Don’t let environment get in the way of trade deals, government tells its negotiators in leaked document

UK trade negotiators should prioritise economic growth over the environment in trade deals, according to a leaked official document.

The paper, drawn up by officials at the Department for International Trade, says environmental safeguards should not be treated as a red line when other countries do not want to include them in agreements.

It comes a month after it was revealed that the UK secretly dropped climate promises to get a trade deal with Australia’s government, which is hostile to action on climate change.

In the latest document, circulated to around 120 officials this week before being leaked to Sky News, department bosses say the “economic case” for reducing trade barriers should take precedent.

The UK is currently trying to negotiate a trade deal with Jair Bolsonaro’s far-right Brazilian government, whose policies on Amazon deforestation have caused an international outcry.

Campaigners have suggested that the UK should use trade deals as leverage to encourage Brazil’s government to stop its deforestation policies.

But the leaked document says: “[The government] should not refuse to liberalise on products of environmental concern where there is an economic case for liberalisation, or partner interest is so strong that not doing so would compromise the wider agreement.

“In these cases, we should continue to liberalise and address carbon leakage risk (in general, as well as any marginal additional risk from the fair trade agreement) using those FTA levers outlined in this note and non-FTA levers outlined elsewhere.”

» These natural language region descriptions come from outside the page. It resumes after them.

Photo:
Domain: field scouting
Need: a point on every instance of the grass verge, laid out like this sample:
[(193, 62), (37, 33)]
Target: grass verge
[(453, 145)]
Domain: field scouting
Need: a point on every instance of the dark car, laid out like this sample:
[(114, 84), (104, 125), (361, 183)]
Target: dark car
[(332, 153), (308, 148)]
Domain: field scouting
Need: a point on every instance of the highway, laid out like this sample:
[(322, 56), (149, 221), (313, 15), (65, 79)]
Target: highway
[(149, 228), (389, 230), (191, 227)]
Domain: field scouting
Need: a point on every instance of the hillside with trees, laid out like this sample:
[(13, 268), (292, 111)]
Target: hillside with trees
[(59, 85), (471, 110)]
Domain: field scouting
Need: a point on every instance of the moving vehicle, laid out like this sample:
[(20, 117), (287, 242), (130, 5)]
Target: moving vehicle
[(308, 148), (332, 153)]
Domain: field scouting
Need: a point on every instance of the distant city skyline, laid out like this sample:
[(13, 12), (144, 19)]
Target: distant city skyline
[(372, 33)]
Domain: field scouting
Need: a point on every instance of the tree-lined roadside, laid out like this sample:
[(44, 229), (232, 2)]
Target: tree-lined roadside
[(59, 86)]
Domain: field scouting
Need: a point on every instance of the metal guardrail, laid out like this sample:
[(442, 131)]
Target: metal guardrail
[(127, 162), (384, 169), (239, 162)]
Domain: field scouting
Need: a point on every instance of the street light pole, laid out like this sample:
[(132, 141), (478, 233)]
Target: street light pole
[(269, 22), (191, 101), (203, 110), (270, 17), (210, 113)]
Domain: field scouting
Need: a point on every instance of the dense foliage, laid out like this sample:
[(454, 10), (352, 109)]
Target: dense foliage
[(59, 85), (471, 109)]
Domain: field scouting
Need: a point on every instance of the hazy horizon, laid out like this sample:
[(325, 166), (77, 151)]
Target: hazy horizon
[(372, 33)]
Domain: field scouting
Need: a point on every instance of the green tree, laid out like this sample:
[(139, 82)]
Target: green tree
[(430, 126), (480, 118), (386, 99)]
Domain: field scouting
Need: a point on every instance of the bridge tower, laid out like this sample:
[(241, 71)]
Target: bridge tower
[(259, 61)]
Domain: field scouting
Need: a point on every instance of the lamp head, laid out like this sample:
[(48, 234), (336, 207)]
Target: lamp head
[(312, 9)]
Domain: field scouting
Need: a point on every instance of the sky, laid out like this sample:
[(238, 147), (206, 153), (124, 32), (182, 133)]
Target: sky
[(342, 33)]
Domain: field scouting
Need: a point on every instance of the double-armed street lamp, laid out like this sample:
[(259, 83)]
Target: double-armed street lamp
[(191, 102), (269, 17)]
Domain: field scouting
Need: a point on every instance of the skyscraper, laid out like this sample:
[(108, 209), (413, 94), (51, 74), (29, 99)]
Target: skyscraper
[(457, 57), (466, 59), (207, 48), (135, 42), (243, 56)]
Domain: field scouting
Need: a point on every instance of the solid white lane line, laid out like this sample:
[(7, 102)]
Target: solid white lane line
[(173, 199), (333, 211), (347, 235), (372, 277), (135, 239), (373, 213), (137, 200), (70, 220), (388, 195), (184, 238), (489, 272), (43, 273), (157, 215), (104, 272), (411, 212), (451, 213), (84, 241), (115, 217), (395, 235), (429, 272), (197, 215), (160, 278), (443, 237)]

It adds: “HMG should not pursue a conditional liberalisation approach. This is due to the very high negotiability challenge (little precedent and proven difficulty of raising with partners on related issues) and WTO compliance issues/creating double standards with trade partners.”

The overall economic case for free trade agreements is relatively weak, with the government’s estimates putting the benefits of even the largest agreement with the US at less than 0.16 per cent of GDP over 20 years.

But the government has effectively accepted that this deal will not happen under president Joe Biden, and is instead focusing on other deals with even smaller economic benefits.

Yet ministers are politically desperate to be able to point to concrete wins from leaving the EU, with other benefits so far few and far between.

The Department for International Trade downplayed the significance of the leaked document, but trade experts say the approach it outlines is clearly already being pursued by civil servants.

Opposition parties also criticised the approach.

“It’s really shocking to see a document going round government where they’re essentially saying, ‘never mind about climate change, never mind about the environment, Bolsonaro is a difficult guy, if you want a trade deal from Brazil, and he wants to sell us stuff from a rainforest, we probably shouldn’t get in the way that much because otherwise we won’t end up with a trade deal’ – really?” said Emily Thornberry, Labour’s shadow international trade secretary to Sky News.

A Department for International Trade spokesman said: “This is not government policy, and is not being considered by ministers.”